She’s quick to point out that when she first tried going natural, about 20 years ago, it didn’t stick.
“Back then, there was very little information about it and very few natural hair products on the market,” she said.
“I think I used conditioner and brown gel, that’s it.”
With the natural hair movement going strong, the opposite is true today.
“There are so many products out there, it can be overwhelming,” she said. “Most people find a product that works and stick to it.
“I am constantly combing the internet for good reviews of products. I look for women with different hair textures. What works for one person may not work for another.
“I take things home to try. If my customers buy something I haven’t tried, I urge them to come back and tell me how they used it and whether it worked for them.”
Sometimes her customers are a little suspicious of her advice because they have a different hair texture from hers.
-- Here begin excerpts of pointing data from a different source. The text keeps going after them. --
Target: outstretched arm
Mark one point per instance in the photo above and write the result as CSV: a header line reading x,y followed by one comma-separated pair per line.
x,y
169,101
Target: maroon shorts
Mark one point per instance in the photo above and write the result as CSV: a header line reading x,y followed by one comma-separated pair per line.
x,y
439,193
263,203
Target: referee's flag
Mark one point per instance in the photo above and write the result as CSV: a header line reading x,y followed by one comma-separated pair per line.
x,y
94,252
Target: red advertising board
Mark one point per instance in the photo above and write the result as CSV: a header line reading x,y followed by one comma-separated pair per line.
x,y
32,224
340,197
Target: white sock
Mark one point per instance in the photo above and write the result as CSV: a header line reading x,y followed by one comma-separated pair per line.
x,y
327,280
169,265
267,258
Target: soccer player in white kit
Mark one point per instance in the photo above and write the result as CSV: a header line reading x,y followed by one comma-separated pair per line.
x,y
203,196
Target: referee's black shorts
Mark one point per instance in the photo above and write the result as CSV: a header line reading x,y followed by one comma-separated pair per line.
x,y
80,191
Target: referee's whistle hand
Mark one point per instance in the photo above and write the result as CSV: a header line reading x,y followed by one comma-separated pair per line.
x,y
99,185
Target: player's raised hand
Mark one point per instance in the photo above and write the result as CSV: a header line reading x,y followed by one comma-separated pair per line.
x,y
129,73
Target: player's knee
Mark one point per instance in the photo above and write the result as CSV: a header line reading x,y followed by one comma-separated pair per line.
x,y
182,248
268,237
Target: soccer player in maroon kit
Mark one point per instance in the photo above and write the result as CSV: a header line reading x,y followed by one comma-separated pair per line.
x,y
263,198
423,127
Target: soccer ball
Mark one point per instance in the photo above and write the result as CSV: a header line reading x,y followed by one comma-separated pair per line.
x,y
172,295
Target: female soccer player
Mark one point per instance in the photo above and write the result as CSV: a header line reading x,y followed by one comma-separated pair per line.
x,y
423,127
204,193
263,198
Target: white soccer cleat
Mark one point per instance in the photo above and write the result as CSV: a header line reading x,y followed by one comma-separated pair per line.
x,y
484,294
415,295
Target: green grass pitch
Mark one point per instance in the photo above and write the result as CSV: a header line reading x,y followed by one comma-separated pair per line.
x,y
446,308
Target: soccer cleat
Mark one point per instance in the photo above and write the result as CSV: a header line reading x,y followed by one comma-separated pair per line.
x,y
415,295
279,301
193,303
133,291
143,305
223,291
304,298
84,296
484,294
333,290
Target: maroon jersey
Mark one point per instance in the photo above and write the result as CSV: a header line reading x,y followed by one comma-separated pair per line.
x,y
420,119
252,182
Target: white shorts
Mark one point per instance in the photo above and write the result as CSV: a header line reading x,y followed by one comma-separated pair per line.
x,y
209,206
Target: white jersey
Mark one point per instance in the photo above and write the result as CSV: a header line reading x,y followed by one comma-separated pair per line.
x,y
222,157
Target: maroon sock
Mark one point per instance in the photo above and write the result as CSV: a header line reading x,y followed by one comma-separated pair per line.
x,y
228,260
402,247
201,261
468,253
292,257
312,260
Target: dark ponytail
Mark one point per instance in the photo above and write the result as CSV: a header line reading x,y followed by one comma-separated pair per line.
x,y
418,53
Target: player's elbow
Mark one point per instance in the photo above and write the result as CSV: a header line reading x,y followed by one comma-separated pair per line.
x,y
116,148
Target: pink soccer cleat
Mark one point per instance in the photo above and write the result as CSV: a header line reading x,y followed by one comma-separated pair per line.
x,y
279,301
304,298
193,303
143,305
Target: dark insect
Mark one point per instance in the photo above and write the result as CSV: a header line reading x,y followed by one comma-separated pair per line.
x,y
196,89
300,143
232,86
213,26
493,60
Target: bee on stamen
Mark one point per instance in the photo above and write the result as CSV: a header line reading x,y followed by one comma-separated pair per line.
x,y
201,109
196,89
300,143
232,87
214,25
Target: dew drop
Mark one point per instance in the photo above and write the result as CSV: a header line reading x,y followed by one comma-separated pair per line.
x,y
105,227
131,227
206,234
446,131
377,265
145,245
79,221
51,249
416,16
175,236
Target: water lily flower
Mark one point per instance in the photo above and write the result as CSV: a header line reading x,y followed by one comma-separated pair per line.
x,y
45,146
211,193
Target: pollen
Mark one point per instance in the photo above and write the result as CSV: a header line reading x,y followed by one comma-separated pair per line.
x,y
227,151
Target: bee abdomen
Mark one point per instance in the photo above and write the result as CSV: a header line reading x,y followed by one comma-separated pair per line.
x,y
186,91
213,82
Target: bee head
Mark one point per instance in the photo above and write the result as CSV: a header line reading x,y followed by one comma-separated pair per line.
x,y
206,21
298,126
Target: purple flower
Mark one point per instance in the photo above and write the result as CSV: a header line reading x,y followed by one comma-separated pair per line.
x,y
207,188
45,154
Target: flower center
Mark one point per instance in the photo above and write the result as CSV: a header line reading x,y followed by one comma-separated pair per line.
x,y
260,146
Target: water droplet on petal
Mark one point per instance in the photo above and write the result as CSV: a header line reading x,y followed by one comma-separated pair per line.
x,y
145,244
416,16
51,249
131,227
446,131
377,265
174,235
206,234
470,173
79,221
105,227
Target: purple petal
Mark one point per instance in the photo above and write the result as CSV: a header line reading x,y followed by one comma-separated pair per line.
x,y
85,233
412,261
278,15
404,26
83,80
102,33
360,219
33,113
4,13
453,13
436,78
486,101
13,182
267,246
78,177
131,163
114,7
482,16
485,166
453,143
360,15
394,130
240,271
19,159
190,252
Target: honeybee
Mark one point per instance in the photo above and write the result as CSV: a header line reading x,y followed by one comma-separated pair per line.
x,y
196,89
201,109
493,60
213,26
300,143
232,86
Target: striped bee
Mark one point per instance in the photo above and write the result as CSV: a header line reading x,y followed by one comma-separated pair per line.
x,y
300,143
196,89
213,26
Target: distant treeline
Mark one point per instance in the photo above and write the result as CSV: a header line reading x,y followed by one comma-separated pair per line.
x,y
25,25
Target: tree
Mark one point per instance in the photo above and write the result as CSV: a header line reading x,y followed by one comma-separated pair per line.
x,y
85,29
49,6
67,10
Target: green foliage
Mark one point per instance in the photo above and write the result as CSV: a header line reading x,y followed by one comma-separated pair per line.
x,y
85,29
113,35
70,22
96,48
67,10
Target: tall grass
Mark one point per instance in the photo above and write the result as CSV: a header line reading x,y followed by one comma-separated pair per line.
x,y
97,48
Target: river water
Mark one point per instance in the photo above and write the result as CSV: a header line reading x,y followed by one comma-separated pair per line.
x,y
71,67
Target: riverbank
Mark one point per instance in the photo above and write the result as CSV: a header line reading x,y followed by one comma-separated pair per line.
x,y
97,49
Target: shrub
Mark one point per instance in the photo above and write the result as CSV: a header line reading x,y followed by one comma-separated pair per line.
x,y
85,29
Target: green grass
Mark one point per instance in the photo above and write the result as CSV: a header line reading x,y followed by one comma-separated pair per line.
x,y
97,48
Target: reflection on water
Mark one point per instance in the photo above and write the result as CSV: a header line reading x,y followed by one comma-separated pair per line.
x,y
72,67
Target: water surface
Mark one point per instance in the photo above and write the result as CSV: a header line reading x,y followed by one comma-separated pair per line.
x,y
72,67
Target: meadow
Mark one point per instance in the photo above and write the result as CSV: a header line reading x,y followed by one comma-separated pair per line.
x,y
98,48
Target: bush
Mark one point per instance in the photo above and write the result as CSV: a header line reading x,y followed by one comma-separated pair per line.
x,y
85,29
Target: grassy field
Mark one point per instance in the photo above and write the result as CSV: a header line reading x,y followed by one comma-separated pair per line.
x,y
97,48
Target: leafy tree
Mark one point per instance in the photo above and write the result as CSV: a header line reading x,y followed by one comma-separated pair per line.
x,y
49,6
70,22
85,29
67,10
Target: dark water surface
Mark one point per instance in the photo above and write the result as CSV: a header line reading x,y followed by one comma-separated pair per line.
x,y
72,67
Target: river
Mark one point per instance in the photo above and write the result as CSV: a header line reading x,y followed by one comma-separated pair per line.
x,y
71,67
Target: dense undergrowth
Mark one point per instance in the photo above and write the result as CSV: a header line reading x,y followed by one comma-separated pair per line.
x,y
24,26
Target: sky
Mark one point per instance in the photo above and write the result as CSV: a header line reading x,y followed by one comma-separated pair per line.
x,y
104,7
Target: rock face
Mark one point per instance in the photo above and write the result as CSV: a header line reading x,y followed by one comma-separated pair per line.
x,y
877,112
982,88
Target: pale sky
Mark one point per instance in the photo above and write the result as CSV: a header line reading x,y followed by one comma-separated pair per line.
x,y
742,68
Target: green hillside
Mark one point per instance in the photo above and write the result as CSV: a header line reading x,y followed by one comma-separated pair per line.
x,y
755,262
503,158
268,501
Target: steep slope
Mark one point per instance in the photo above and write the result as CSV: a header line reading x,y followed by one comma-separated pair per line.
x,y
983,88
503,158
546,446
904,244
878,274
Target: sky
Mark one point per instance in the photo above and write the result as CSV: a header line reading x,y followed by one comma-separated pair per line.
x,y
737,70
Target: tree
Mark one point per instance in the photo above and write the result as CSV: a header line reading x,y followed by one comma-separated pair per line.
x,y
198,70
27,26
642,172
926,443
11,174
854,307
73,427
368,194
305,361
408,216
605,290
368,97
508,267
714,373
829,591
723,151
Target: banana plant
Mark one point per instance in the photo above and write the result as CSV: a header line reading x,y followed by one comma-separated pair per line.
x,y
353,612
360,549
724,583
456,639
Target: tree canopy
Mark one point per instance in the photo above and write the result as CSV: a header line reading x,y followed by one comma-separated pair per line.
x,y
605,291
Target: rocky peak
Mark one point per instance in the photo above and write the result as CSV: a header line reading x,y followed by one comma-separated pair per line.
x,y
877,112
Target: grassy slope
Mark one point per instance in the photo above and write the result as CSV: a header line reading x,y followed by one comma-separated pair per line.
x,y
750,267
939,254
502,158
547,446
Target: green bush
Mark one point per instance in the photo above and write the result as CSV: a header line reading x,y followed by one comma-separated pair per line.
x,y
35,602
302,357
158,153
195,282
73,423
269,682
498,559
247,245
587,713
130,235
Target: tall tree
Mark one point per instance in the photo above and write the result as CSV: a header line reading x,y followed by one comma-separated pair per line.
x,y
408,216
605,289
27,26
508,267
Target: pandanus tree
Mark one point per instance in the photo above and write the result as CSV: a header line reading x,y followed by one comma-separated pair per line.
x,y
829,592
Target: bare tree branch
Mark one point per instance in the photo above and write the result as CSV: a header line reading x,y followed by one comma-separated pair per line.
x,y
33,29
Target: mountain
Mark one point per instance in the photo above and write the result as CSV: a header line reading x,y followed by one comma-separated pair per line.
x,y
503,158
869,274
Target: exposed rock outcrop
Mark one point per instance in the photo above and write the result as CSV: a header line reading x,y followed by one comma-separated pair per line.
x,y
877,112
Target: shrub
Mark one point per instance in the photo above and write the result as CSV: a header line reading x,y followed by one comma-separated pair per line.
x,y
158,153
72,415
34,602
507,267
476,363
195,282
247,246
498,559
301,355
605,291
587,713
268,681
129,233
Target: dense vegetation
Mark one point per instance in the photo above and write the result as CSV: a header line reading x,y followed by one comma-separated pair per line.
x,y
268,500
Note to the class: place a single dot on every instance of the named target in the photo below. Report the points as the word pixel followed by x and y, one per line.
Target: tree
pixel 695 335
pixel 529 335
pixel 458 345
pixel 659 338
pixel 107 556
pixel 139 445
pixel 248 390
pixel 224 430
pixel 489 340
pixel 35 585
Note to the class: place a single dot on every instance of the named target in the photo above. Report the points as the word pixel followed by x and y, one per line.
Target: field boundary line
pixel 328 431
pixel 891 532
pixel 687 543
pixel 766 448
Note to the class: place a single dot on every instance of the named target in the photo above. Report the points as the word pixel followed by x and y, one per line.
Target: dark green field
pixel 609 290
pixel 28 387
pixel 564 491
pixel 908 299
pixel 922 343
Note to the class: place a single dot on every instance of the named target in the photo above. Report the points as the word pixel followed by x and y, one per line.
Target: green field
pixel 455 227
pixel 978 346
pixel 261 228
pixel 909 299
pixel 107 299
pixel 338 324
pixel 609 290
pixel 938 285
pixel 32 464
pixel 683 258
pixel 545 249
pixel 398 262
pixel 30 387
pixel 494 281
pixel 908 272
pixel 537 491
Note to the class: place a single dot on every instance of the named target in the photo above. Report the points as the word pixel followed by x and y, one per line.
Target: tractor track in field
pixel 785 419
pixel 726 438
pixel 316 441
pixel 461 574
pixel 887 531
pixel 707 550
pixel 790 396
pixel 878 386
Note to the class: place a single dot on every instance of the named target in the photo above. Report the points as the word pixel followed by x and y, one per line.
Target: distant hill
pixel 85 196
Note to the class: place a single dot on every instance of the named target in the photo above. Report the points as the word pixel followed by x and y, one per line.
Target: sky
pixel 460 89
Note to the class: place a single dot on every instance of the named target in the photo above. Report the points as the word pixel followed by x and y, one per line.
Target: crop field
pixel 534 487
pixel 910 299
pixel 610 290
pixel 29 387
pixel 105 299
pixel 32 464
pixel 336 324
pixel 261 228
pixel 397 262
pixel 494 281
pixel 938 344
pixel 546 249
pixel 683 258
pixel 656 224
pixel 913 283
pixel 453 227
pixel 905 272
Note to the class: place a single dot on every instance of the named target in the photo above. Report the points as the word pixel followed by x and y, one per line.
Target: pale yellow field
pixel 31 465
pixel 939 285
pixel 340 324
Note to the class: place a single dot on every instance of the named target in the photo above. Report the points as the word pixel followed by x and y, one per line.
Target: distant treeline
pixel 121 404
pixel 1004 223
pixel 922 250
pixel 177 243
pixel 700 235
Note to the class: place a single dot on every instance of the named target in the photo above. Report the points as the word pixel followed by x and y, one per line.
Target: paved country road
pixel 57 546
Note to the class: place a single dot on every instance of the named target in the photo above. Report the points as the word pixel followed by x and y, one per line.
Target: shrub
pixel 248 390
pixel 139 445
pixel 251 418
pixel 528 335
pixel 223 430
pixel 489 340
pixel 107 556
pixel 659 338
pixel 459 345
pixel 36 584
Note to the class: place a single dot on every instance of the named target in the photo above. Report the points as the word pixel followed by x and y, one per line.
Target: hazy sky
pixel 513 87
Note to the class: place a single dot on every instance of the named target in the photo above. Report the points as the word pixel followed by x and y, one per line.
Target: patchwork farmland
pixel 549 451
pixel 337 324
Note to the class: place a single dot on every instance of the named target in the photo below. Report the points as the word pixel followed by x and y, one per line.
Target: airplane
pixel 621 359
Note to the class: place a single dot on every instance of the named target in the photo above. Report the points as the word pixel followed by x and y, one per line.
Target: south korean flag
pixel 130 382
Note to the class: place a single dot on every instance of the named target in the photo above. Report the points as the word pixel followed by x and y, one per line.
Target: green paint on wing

“My daughter, DeZhane West, is my guinea pig,” Ms Warner said. “She has much straighter, thicker hair than I do so I use different products on both our hair to see how they work. My hair takes lighter products, but hers takes heavy butters and creams to keep it moisturised.”
The one downside to natural hair is that it’s not necessarily a moneysaver. Keeping natural hair properly moisturised is a challenge and the products can be expensive.
A favourite of Ms Warner’s is the Surishae Co line by Bermuda’s Charmaine Russell.
“She started with shea butters for the skin and now she has moved into hair,” she said. “She has a shampoo and conditioner, and a hair oil I haven’t tried yet.
“I like that you can use her conditioner as a deep treatment. The products to take care of your hair can cost money too,” she said.
Her biggest mistake, so far, was when she tried to colour her hair this summer.
“I was experimenting with bleach,” she said. “I wanted to lighten the ends of my hair and add colour.
“I wanted to use the colour stripper before using the bleach. I’d seen a woman do it on YouTube and her hair was fine afterward.
“It turned into a disaster because my ends went completely straight. It looked like I was transitioning out of a relaxer.”
She had to go through the big chop all over again.
“It’s growing out now,” she said. “It wasn’t a big deal. I’m not as attached to my hair as I used to be.”